Remember that one of your jobs as you are structuring your database is not only to think about what your users will see – it’s also to help Bubble find and calculate your information quickly and efficiently. Don’t be afraid to set up fields that are there only to perform searches or sorting and place the heavy lifting on the server instead of the user’s device.

Working with absolute time

Bubble’s time zone display flexibility is great, but what if you want to work with an absolute time? Say for example that you run a tourist operation in Paris and tourists from all over the world can book your city tour. The tour starts at 10:00 AM Paris time no matter where it’s booked from.

Displaying the time is no challenge, but the minute you bring Bubble’s date and time pickers into it, you’re in trouble.
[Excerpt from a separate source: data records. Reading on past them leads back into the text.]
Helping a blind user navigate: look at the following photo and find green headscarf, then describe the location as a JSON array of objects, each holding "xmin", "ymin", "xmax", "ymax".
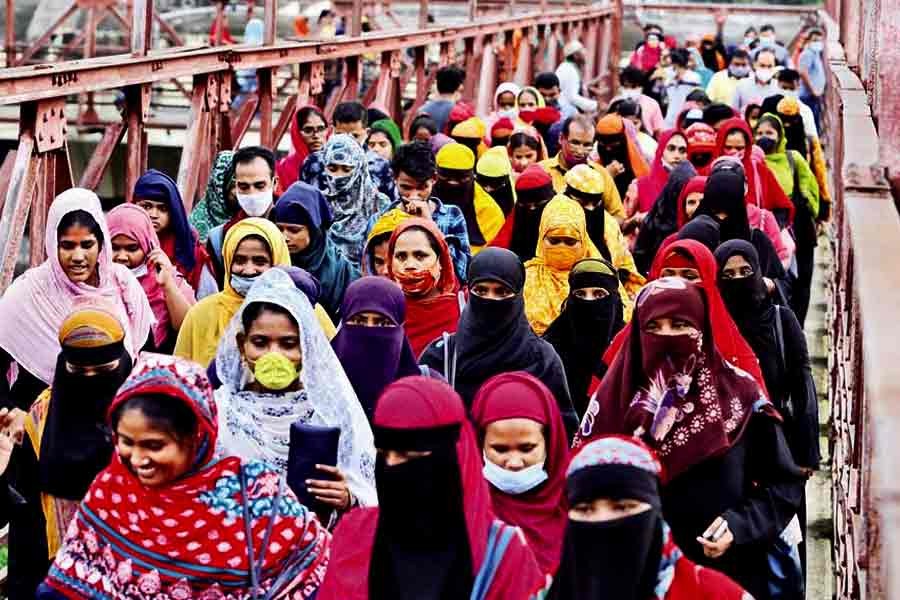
[
  {"xmin": 369, "ymin": 119, "xmax": 403, "ymax": 151},
  {"xmin": 190, "ymin": 150, "xmax": 234, "ymax": 243},
  {"xmin": 756, "ymin": 113, "xmax": 819, "ymax": 216}
]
Since Bubble defaults to the browser time zone, customers will book the trip at 10:00 am in their local time zone, with an offset that could be as much as a full day off the time you intended.

This is usually where the question comes in: how do I save it in another time zone? And the answer, to many Bubbler’s frustration, is… you can’t. Without any custom code or plugins, manipulating Bubble into saving 10:00 am in a different time zone than the one you’re in is incredibly difficult. Adding or subtracting the offset between two timezones may seem like a possible solution, but since time zones change over the course of a year, it’s bound to be frequently imprecise.

Working with absolute time in this way is really only possible to do either by working with a Javascript library or by using plugins.

Plugins

Luckily, over time a number of useful plugins that can help you out with datetimes and time zones have been published in the Bubble plugin store. We’ll do a more thorough list of several of them in a separate article and link to it from here when ready.

For now, one of the most versatile and useful ones that I’ve recommended repeatedly is the CalendarGrid Pro plugin made by Keith from the Bubble forum. It’s on the pricier side at currently $10 per month or $100 for a one-time purchase (per app), but out of the box you’ll be able to set up multi-timezone booking systems, flexible date ranges, converting time between zones, block certain days of the week and compute time differences. To solve simple challenges there may be free or cheaper plugins that can get the job done, but for advanced booking solutions, especially covering more than one time zone, I warmly recommend this one.

FAQ

How are time and dates saved in Bubble?

Bubble works in the same way as JavaScript, and doesn’t actually save a date or time in isolation. In fact, hours, days, months years and time zones are not saved at all.

Bubble saves time in a format called Unix time. This is actually a number (integer) representing a snapshot of an exact time, as measured by seconds since January 1st 00:00 UTC. What you see as a date in a given month and year and/or at a specific time of day is simply a textual representation of that value.

How can I save dates and/or time in a different timezone?

Just like JavaScript, Bubble can’t actually convert timestamps from one time zone to another, but depends 100% on the time zone reported by your web browser, which is again fetched from the system settings of your operating system.

You can however solve it with plugins or by using a bit of JavaScript and an external library.

How does Bubble know my time zone?

Bubble fetches the time zone from your browser, which gets it from the operating system on your device. This information is available even if the user has restricted Current Geographic Location access or is concealing his IP address, as it’s stored in the browser.